Well, he felt a powerful sperit risin’ in him, when he seen the slaughter he done, at one blow; and not a sthroke more work he’d do that day, but out he wint and was fractious and impident to every one he met, and was squarin’ up into their faces and sayin’, “Look at that fist! that’s the fist that killed three score and tin at one blow—Whoo!”

With that all the neighbours thought he was crack’d, and the poor wife herself thought the same when he kem home in the evenin’, afther spendin’ every rap he had in dhrink, and swaggerin’ about the place, and lookin’ at his hand every minit.

“Indeed, an’ your hand is very dirty, sure enough, Thady, jewel,” says the poor wife. “You had betther wash it, darlin’.”

“How dar’ you say dirty to the greatest hand in Ireland?” says he, going to bate her.

“Well, it’s nat dirty,” says she.

“It is throwin away my time I have been all my life,” says he, “livin’ with you at all, and stuck at a loom, nothin’ but a poor waiver, when it is Saint George or the Dhraggin I ought to be, which is two of the siven champions of Christendom.”
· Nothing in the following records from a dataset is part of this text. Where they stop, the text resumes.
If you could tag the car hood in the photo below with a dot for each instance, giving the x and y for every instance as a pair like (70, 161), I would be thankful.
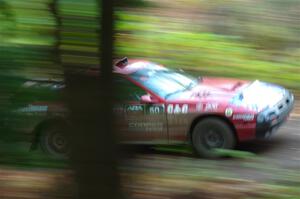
(254, 95)
(211, 88)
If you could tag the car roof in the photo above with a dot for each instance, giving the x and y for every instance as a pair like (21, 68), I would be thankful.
(128, 66)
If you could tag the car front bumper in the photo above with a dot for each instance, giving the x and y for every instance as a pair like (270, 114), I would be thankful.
(270, 119)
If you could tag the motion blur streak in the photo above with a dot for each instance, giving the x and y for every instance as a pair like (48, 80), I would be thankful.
(234, 38)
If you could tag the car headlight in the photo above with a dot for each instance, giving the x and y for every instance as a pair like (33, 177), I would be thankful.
(260, 117)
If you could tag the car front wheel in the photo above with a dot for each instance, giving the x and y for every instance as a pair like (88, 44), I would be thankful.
(210, 134)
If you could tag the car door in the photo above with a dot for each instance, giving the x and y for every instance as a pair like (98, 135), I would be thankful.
(137, 121)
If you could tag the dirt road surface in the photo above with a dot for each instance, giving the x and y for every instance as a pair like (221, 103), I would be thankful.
(272, 172)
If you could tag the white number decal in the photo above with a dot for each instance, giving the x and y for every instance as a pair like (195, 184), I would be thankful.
(177, 109)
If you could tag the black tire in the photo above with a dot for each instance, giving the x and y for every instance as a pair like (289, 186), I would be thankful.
(53, 140)
(212, 133)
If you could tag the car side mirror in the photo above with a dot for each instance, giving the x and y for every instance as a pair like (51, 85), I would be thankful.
(148, 99)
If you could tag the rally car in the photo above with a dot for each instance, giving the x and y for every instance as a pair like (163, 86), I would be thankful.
(157, 105)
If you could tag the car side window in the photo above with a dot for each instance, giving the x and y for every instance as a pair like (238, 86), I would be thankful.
(126, 90)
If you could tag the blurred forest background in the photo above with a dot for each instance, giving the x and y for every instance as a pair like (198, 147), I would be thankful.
(245, 39)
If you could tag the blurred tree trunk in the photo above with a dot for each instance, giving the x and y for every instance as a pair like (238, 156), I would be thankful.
(92, 140)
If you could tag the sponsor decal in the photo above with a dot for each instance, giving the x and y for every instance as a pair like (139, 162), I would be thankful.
(228, 112)
(245, 126)
(145, 126)
(33, 108)
(208, 107)
(177, 109)
(245, 117)
(134, 108)
(156, 109)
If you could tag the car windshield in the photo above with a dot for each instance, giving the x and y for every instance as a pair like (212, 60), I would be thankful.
(164, 82)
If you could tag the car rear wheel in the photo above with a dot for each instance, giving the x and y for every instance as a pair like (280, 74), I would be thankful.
(53, 140)
(210, 134)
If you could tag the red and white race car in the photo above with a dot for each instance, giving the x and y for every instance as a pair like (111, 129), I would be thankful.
(167, 107)
(156, 105)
“Well, suppose they christened him twice as much,” says the wife, “sure, what’s that to uz?”

“Don’t put in your prate,” says he, “you ignorant sthrap,” says he. “You’re vulgar, woman—you’re vulgar—mighty vulgar; but I’ll have nothin’ more to say to any dirty, snakin’ thrade again—sorra more waivin’ I’ll do.”

“Oh, Thady, dear, and what’ll the children do then?”

“Let them go play marvels,” says he.

“That would be but poor feedin’ for them, Thady.”

“They shan’t want feedin’?” says he, “for it’s a rich man I’ll be soon, and a great man, too.”

“Usha, but I’m glad to hear it, darlin’—though I dunno how it’s to be, but I think you had betther go to bed, Thady.”

“Don’t talk to me of any bed, but the bed o’ glory, woman,” says he, lookin’ mortial grand. “I’ll sleep with the brave yit,” says he.

“Indeed, an’ a brave sleep will do you a power o’ good, my darlin,” says she.

“And it’s I that will be a knight!” says he.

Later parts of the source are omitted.